Sehr geehrter Herr Krinner,

Ihre Sorgen über die anhaltende Krise in Europa und die damit verbundenen Ängste kann ich sehr gut nachvollziehen. Um die jetzt anstehenden Entscheidungen zum ESM-Vertrag und zum Fiskalpakt einordnen zu können, gestatten Sie mir einen kurzen Rückblick. Seit dem Beginn der Staatsfinanzkrise vor über zwei Jahren hat die schwarz-gelbe Bundesregierung auf europäischer Ebene immer wieder blockiert und gezögert und so die Krise verstärkt und immer teurer gemacht. Die Vorschläge von Merkel (und dem damaligen französischen Präsidenten Sarkozy) zielten immer einseitig auf Kürzungen in den öffentlichen Haushalten ab und stellten keine nachhaltige Lösung der Krise dar. Ausgabenkürzungen allein führen nicht zu wirtschaftlicher Erholung und verschärfen zusätzlich die soziale Schieflage in vielen Ländern.

Die Strategie der schwarz-gelben Bundesregierung, immer nur gerade so viel in Gang zu setzen wie es die aktuelle Zwischenlage erforderte, d.h. mit anderen Worten „Zeit zu kaufen“, ist gescheitert. Die SPD hat von Beginn an eine umfassende und nachhaltige Lösung gefordert, analog zu der in Deutschland erfolgreichen Krisenbekämpfung nach dem Ausbruch der Finanzkrise im Jahr 2008. Leider ist die Bundesregierung erst jetzt - nach dem massiven Druck in den gemeinsamen Verhandlungen - auf diesen Weg eingeschwenkt, d.h. die Maßnahmen über den ESM-Vertrag und die Fiskalunion sollen um eine dringend notwendige Wachstumskomponente ergänzt werden. Sie werden weiter begleitet durch eine - von der SPD seit einiger Zeit geforderten - Steuer auf Spekulationen (Finanztransaktionssteuer).

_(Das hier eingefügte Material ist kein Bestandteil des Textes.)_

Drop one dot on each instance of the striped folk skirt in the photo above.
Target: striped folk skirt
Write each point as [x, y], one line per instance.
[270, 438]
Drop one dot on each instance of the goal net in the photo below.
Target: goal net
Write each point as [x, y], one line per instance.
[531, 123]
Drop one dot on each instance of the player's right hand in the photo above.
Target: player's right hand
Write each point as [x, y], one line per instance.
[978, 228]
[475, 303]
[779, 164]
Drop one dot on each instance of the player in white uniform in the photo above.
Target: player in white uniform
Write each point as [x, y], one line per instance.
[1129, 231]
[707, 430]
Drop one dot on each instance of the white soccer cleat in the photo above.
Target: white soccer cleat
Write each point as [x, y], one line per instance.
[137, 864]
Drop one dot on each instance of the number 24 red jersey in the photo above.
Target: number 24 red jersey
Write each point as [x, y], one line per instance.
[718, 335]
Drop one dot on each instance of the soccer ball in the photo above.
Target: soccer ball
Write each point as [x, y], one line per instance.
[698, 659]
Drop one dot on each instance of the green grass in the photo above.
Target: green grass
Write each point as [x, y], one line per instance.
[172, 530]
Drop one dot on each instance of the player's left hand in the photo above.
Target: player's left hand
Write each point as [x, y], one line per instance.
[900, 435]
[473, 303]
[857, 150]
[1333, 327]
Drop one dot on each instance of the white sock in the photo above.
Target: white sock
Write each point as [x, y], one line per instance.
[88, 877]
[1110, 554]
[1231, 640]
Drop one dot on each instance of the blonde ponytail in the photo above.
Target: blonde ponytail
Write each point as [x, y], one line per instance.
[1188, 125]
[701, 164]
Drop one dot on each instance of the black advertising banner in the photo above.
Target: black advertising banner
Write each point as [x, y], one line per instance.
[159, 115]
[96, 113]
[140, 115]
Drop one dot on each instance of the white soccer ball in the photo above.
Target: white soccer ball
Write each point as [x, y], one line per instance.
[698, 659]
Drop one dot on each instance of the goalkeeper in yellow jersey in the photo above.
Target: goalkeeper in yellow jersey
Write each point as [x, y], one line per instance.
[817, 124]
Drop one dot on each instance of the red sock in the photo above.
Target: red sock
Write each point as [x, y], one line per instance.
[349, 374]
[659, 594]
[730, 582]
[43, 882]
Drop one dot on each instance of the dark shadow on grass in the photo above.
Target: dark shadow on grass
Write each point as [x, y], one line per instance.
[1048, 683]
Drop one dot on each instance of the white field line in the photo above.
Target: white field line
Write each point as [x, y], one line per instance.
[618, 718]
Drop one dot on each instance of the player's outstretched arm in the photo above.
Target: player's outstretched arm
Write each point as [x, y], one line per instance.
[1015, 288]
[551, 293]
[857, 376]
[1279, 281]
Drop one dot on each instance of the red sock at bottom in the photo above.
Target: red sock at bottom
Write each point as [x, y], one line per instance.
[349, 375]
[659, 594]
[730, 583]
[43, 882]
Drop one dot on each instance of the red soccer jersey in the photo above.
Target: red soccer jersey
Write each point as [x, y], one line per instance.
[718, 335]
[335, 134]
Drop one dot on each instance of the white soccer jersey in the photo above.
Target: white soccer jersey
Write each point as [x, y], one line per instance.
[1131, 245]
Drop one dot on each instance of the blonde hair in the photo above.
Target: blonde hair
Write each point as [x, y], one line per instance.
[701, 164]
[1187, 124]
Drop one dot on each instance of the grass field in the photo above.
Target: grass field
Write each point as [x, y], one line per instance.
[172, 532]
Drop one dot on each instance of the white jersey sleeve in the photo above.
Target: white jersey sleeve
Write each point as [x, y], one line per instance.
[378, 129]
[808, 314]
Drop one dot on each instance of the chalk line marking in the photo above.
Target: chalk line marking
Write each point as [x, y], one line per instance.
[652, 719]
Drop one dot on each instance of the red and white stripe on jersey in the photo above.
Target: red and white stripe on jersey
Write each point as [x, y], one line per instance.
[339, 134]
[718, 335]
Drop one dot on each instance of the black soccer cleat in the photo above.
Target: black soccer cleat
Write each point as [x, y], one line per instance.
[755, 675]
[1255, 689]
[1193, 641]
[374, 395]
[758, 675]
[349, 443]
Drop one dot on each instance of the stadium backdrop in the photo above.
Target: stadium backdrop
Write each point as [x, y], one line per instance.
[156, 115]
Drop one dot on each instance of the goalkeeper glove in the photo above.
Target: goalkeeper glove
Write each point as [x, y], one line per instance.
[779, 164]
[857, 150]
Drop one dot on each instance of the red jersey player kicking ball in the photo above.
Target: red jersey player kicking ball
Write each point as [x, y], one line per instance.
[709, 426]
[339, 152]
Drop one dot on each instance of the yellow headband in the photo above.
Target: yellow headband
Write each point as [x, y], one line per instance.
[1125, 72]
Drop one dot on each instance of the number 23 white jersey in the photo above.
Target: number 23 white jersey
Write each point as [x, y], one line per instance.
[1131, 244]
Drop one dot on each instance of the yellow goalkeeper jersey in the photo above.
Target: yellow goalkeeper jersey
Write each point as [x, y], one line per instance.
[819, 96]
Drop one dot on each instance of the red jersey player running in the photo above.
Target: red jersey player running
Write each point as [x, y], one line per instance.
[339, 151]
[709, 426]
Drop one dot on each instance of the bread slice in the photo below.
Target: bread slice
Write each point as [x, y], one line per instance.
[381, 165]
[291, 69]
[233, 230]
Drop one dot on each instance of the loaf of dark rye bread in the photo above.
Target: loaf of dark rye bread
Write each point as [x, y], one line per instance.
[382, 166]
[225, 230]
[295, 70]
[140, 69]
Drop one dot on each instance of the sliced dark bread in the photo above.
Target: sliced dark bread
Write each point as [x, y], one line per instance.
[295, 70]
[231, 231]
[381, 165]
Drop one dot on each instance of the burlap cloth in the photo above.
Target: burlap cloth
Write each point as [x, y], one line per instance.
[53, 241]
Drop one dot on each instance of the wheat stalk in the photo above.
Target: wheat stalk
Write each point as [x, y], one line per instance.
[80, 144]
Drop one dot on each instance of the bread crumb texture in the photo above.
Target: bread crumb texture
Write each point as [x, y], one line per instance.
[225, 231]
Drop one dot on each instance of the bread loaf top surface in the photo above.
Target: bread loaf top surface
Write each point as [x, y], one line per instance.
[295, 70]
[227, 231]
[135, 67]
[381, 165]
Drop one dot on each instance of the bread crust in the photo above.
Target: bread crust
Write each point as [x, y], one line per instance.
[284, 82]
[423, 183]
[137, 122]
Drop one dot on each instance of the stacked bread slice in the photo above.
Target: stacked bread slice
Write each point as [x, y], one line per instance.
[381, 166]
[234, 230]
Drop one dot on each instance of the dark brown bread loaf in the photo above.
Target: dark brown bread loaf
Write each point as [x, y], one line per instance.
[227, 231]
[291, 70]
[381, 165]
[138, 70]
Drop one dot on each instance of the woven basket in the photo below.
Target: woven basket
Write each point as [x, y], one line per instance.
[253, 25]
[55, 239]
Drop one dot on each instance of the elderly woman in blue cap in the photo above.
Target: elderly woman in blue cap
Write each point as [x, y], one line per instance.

Der von Ihnen kritisierte permanente Rettungsschirm ESM wird den temporären Rettungsschirm EFSF ablösen und ist Ausdruck der innereuropäischen Solidarität. Selbstverständlich ist diese Solidarität keine Einbahnstraße. Die betroffenen Staaten müssen ihrer Verantwortung gerecht werden und Schulden abbauen. Klare und strikte Bedingungen für Hilfsmaßnahmen, die Haushalte zu konsolidieren, sind unerlässlich. Aber ebenso wichtig ist es, Wachstum und Beschäftigung zu fördern. Die Konsolidierung kann ohne wirtschaftliche Belebung nicht gelingen. Der ESM kann harte Auflagen und Bedingungen für die betroffenen Länder vereinbaren, aber auch Wachstum befördern, er kann notleidenden Staaten Darlehen gewähren oder deren Staatsanleihen aufkaufen. Hierfür stehen dem Rettungsschirm Garantien und Eigenkapital zur Verfügung. Der ESM trägt dazu bei, den Euro dauerhaft zu stabilisieren. Gerade Deutschland als Exportnation ist auf den Euro angewiesen. Der ESM hilft also nicht nur den angeschlagenen europäischen Staaten, sondern ist auch eine wichtige Hilfe für den Erhalt von Arbeitsplätzen in Deutschland.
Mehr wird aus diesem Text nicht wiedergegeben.